3D fluid–structure simulation of innovative composites for the design and thermal management of electronic devices

Abstract

Thermal management of electronic devices remains a challenging issue, especially the cooling of electronic components. Current methods mostly involve noisy, cumbersome and underperforming fans. It has recently been shown that phase change materials (PCMs) can perform better and offer more efficient damping of temperature variations in electronic components. Here, we present three novel contributions. First, we consider a triply-periodic minimal surface, called a gyroid, as a porous architectured structure containing the PCM. Such a topology mathematically maximizes the exchange surface between the copper structure and the PCM. Heat transfer and thus the performance of such a composite are therefore optimized.
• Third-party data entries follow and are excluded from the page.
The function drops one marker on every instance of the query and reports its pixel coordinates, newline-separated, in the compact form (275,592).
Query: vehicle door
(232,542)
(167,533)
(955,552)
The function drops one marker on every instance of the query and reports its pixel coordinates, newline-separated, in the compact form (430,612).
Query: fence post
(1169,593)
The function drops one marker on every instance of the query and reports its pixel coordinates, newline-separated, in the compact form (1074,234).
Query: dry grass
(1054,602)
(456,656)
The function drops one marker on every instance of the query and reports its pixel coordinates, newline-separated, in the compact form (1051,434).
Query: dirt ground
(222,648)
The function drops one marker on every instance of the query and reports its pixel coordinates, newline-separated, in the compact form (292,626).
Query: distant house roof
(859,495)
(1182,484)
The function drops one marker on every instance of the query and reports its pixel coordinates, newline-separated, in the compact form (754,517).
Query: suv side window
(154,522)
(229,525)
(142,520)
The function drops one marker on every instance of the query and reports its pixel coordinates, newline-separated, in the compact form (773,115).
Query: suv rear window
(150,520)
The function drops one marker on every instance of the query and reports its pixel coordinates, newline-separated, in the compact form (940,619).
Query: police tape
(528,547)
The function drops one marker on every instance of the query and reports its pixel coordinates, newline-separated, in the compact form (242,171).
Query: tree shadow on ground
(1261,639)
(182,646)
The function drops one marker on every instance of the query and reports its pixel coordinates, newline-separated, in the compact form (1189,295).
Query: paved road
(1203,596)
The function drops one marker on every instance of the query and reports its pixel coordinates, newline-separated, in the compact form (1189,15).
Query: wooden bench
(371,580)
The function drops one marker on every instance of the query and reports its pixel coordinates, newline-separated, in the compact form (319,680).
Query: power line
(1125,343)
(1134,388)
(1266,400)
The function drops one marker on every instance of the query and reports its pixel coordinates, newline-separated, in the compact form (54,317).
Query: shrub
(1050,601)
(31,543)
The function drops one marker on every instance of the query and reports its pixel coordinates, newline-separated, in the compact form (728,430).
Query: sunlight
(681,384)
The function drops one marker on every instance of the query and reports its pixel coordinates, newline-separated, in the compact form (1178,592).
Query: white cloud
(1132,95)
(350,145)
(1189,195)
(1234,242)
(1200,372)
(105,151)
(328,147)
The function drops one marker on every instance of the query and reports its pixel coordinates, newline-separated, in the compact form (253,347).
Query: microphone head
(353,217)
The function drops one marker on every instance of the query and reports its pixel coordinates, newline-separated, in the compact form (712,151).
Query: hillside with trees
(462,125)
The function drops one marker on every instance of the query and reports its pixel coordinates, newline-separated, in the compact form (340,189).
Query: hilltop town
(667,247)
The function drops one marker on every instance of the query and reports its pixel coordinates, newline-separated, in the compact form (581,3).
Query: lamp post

Second, we set up a complete 3D coupled fluid–structure model of the composite. This model simulates the heat transfer (conduction and convection) inside both the PCM and the porous structure, as well as the mechanical stresses induced on the container by thermal expansion of the PCM. The 3D coupled theoretical model is based on open-source software codes, OpenFOAM, CalculiX and preCICE. With this novel model, deformation of the structure and mechanical stresses are now predictable. It is therefore possible to anticipate whether a configuration will be prone to leakage due to mechanical failure. Thermal contact resistance is also computed, giving information on heat transfer quality at the interface between the composite and the electronic component. Third, the application of this model to the innovative composite shows that reducing the initial filling level of PCM is a better solution than strengthening the container to maximize thermal management.